A strong storm system sent powerful winds sweeping through Arkansas and Oklahoma, downing trees, toppling a semi-truck on the highway and leaving almost 200,000 customers without power.
It wasn't known where Bush, Clinton and Blair were taken as sirens started sounding at a graduation ceremony at Central High School in Little Rock for the Presidential Leadership Scholars.
The program is an elite educational course organized by the presidential libraries of Bush, Clinton and former Presidents George H.W. Bush and Lyndon Johnson.
NBC station KARK of Little Rock reported that none of the three former world leaders was injured. Everyone else was ushered into the high school's basement.
The storm system soaked some areas of Oklahoma with as much as 2 inches of rain in six hours Thursday morning and afternoon. Scattered flash floods were reported, including one that half-submerged a U.S. Postal Service truck.
But the system's winds were the biggest problem. Sustained winds above 50 mph were recorded in many parts of both states, with gusts above 70 mph — approaching hurricane force — in a few spots.
The National Weather Service reported that the roof of a building was blown off near Mazie, Oklahoma, in Mayes County, where some mobile homes were also reported to have been overturned.
A tractor-trailer rig was blown over on a part of Interstate 44 near Tulsa called the Turner Turnpike about 12:30 p.m., the Oklahoma Highway Patrol said. No one was injured, but traffic was blocked for a time, it said. Reports that another semi was toppled in Muskogee County couldn't immediately be confirmed.

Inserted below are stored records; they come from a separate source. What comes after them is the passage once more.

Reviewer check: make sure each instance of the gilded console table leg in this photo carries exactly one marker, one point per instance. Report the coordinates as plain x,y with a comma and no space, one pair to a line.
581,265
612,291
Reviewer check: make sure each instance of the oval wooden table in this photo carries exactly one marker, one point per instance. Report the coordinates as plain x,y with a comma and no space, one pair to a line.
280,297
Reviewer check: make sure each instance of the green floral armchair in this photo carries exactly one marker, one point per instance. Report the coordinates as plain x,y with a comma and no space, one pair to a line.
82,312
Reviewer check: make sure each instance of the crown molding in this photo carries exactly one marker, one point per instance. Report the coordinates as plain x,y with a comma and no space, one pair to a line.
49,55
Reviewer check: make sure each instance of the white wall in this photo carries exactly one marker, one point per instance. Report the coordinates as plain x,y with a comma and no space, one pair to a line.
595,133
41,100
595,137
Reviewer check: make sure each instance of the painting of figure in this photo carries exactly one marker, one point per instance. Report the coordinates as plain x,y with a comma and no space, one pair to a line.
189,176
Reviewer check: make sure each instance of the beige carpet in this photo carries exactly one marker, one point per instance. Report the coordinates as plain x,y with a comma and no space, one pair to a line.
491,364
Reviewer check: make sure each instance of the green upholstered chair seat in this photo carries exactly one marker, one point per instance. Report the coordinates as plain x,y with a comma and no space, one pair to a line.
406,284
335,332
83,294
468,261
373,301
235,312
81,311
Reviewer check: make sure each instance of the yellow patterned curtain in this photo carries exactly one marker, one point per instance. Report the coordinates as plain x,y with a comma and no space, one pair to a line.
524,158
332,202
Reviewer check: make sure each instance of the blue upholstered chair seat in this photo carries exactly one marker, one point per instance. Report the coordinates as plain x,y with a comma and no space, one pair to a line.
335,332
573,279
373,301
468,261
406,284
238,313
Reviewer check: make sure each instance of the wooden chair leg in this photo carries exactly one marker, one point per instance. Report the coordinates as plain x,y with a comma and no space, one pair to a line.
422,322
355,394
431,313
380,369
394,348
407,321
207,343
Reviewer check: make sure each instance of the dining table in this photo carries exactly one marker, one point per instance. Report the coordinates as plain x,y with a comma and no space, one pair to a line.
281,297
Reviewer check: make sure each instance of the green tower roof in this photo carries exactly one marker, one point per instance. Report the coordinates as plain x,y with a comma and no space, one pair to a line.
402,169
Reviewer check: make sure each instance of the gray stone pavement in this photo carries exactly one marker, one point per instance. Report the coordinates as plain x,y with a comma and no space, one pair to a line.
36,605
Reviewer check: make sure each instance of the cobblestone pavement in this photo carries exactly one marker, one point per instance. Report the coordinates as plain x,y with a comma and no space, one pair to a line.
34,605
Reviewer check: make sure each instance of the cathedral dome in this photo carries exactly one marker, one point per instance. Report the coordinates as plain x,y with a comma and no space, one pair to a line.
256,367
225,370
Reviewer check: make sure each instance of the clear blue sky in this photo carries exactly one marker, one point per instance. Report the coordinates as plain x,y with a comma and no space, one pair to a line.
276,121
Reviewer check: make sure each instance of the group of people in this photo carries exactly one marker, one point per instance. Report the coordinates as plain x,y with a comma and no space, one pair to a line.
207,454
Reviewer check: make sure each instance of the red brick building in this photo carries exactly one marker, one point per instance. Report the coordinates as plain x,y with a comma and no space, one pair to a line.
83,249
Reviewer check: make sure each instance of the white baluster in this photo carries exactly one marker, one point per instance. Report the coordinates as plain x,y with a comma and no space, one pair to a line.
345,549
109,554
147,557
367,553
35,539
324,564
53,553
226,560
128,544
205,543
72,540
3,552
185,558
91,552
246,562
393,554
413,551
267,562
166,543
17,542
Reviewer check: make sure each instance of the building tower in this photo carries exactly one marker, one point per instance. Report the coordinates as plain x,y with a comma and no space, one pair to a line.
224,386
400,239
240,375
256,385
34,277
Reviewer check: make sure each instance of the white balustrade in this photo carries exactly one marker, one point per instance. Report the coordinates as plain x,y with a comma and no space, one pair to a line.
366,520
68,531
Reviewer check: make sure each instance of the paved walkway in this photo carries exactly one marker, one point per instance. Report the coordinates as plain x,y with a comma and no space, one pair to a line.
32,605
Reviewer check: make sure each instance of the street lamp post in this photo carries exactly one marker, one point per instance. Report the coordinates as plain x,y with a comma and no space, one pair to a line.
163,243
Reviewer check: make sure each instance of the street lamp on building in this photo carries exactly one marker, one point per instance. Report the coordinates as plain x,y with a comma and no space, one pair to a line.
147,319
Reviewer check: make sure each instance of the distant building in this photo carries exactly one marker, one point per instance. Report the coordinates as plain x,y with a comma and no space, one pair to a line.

Almost 130,000 customers were without power Thursday night in Oklahoma, in addition to more than 63,000 in Arkansas, electric utilities reported.
The National Weather Service said significant wind damage was possible as the system moves toward the mid-Atlantic. Major cities in the risk area include Tulsa, Oklahoma City and Fayetteville, Ark.
"We're still kind of rocking and rolling across Arkansas [and] Tennessee into Alabama into the evening," said Kait Parker, a meteorologist for The Weather Channel.